Maddie turned round. ‘We weren’t really friends when we were at school, were we?’
‘I don’t know,’ said Frieda. ‘We were in the same class.’
‘You were part of this group and I had a fantasy of being part of it. I used to see you together at parties. You probably didn’t even know I was there, but I still remember
them. There was Chas Latimer. There was Jeremy. Your boyfriend.’
‘Briefly.’
‘And Eva Hubbard. You were best friends. I was always the one wanting to join the gang.’
‘I think everyone feels like that.’
‘You didn’t.’ Maddie gave a strange smile. ‘When I left school, I thought I’d be leaving all that behind, but it stays with you, even twenty-five years later. Don’t you find that?’
‘No, I don’t.’
‘Maybe I’m the one who should be coming to see you, instead of Becky.’

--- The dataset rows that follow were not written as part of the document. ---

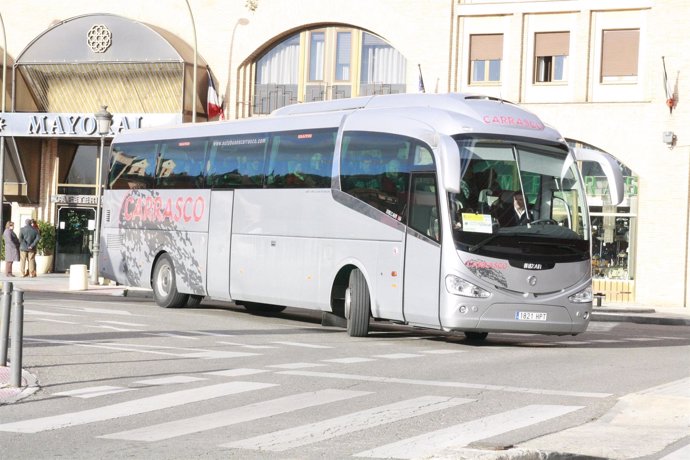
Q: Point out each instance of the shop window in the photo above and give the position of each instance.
(551, 51)
(486, 54)
(338, 63)
(619, 55)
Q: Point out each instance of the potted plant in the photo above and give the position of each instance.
(45, 248)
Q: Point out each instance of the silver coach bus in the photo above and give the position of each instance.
(396, 208)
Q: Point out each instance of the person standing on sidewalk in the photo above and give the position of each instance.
(11, 247)
(28, 239)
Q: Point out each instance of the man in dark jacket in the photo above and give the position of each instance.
(28, 239)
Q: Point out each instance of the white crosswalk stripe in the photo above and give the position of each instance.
(461, 435)
(133, 407)
(236, 415)
(327, 429)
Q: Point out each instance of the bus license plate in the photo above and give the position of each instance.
(530, 316)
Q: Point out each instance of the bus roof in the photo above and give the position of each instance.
(452, 113)
(475, 113)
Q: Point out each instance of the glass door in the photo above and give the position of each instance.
(74, 235)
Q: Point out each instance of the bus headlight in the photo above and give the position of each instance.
(459, 286)
(584, 296)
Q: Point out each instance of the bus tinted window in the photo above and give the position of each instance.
(301, 159)
(133, 165)
(181, 164)
(237, 161)
(376, 169)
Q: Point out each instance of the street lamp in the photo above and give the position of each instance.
(2, 111)
(103, 119)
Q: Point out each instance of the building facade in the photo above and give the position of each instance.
(606, 73)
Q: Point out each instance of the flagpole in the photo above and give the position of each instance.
(421, 80)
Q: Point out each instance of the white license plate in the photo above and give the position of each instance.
(530, 316)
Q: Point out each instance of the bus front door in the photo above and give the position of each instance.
(422, 254)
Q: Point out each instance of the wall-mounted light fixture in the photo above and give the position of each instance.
(670, 139)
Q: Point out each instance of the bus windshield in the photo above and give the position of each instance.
(519, 200)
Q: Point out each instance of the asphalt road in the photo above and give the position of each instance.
(123, 378)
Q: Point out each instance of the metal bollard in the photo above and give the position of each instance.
(5, 321)
(17, 336)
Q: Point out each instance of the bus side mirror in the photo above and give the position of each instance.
(449, 159)
(610, 167)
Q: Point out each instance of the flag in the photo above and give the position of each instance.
(213, 104)
(421, 80)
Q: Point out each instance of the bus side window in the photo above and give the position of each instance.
(181, 164)
(301, 159)
(132, 165)
(424, 206)
(236, 161)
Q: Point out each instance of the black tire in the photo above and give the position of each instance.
(165, 291)
(194, 300)
(476, 337)
(262, 308)
(357, 305)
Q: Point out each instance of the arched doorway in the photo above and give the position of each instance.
(325, 62)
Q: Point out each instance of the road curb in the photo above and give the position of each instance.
(9, 395)
(650, 318)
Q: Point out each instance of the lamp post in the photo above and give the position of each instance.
(194, 88)
(2, 136)
(103, 119)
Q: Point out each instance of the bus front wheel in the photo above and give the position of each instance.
(357, 305)
(165, 291)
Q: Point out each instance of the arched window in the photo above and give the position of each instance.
(326, 63)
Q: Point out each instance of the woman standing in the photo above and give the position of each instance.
(11, 247)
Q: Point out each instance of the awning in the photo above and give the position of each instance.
(85, 62)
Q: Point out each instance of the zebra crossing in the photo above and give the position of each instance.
(296, 435)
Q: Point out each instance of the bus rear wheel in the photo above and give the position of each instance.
(262, 308)
(476, 337)
(194, 300)
(165, 291)
(357, 305)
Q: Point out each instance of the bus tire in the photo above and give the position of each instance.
(475, 337)
(194, 300)
(165, 291)
(357, 305)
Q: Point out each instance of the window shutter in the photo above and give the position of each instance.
(619, 53)
(552, 44)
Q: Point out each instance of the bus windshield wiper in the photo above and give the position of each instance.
(484, 242)
(569, 247)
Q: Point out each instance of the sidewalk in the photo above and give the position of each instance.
(60, 282)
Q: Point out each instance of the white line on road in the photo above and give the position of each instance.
(235, 415)
(170, 380)
(296, 365)
(348, 360)
(93, 392)
(29, 311)
(138, 348)
(48, 320)
(171, 335)
(112, 328)
(447, 384)
(136, 406)
(398, 356)
(315, 432)
(122, 323)
(303, 345)
(458, 436)
(239, 372)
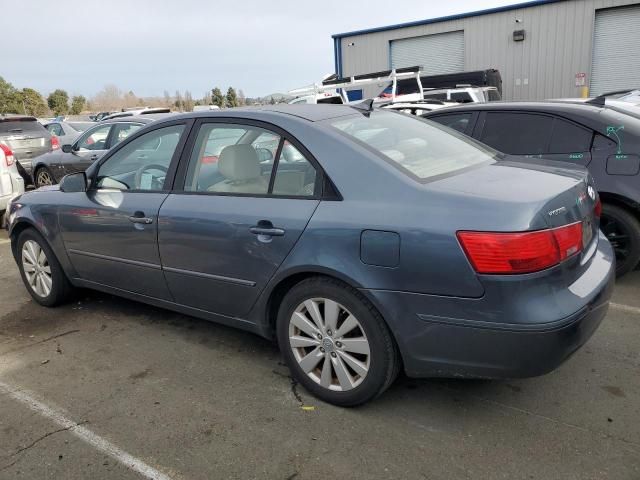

Frieda shook her head. ‘I’m not sure I should be seeing Becky either. I told you I would assess her and decide whether she needed to see someone. She does need that, and I can find someone for her, someone good. But I’d like to see her again first.’
Maddie looked suspicious. ‘What for? Are you going to persuade her to go to the police?’
‘No. Not that. I had the feeling that Becky started to say something, but she didn’t quite finish. Once she has said it, she should move on to someone else.’
Maddie turned away from Frieda and looked out of the window again. It was already starting to get dark. ‘I thought it was going to be simple,’ she said, almost to herself.